Biochemical Journal ◽

10.1042/bj2760739 ◽

1991 ◽

Vol 276 (3) ◽

pp. 739-743 ◽

Cited By ~ 19

Author(s):

K Hirokawa ◽

N Aoki

Keyword(s):

Endothelial Cells ◽

Phorbol Esters ◽

Umbilical Vein ◽

Feedback Regulation ◽

Mrna Levels ◽

Human Umbilical Vein ◽

H2 Antagonist ◽

Histamine H1 Receptors ◽

Umbilical Vein Endothelial Cells

Previous reports demonstrated that the expression of thrombomodulin (TM) in endothelial cells was modulated by various agents. Although TM was down-regulated by endotoxin or cytokines, up-regulation of TM was accomplished when endothelial cells were stimulated with unphysiologically high concentrations of cyclic AMP derivatives or tumour-promoting phorbol esters.

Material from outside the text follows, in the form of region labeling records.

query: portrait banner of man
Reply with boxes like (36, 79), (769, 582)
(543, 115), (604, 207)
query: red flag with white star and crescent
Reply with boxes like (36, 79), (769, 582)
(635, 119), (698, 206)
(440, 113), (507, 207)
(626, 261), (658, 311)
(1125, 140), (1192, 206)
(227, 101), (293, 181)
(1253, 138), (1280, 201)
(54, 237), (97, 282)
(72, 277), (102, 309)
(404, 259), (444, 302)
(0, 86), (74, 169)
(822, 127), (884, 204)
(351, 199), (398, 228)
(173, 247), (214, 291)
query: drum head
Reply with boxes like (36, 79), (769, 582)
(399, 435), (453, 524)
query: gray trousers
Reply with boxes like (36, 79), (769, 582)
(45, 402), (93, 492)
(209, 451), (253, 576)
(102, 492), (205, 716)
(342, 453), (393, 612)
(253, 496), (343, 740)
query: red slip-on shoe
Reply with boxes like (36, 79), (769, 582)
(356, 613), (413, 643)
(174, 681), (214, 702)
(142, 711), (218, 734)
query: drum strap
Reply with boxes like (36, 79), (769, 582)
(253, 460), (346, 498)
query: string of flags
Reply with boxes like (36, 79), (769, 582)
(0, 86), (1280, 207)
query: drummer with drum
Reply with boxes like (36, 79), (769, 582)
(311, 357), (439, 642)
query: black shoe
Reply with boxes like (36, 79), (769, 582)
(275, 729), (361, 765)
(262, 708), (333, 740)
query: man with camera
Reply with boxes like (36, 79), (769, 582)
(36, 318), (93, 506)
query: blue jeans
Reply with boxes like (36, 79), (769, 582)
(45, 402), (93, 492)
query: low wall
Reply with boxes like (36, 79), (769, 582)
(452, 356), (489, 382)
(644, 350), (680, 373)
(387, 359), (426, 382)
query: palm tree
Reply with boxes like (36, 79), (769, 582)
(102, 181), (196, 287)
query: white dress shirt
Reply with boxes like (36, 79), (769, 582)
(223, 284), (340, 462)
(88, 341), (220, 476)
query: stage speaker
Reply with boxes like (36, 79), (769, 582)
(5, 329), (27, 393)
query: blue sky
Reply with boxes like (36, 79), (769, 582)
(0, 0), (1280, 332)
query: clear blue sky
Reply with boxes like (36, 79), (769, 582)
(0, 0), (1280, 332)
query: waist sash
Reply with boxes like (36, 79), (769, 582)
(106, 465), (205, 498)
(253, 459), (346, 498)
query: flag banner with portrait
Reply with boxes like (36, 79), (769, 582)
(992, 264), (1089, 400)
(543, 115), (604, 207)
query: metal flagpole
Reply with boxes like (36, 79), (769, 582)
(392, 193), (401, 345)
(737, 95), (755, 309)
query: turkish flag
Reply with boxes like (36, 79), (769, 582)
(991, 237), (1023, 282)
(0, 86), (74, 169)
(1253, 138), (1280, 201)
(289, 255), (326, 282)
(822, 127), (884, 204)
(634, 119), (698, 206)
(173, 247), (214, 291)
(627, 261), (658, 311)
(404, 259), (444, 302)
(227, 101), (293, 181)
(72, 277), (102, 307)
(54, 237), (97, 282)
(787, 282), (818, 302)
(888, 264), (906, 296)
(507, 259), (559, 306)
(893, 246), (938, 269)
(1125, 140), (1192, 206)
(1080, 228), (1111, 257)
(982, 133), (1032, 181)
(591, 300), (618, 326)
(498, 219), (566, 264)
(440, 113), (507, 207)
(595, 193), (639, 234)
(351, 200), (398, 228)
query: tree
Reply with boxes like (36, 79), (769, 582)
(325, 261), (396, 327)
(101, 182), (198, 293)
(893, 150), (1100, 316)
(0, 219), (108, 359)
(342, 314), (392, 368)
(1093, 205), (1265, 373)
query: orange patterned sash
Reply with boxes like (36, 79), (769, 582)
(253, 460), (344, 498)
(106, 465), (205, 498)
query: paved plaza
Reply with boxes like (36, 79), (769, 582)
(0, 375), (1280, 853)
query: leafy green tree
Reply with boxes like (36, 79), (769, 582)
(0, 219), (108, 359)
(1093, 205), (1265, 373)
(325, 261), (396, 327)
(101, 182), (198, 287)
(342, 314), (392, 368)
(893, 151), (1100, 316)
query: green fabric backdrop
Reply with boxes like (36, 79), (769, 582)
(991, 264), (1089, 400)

We investigated the expression of TM in human umbilical-vein endothelial cells (HUVECs) by physiological substances that can be released into the bloodstream. Histamine (0.1-10 microM, 1-48 h) increased TM activity, TM antigen in cell lysates and TM mRNA levels, but 5-hydroxytryptamine and bradykinin had no effect. Enhancement of TM activity by histamine was completely blocked by the H1-selective antagonist pyrilamine, whereas the H2-antagonist cimetidine had no effect, showing that histamine up-regulates TM activity via H1-receptors on HUVECs. Enhanced TM activity by histamine and the resultant increase in protein C activation might play a role in a feedback regulation for prevention of vascular thrombosis.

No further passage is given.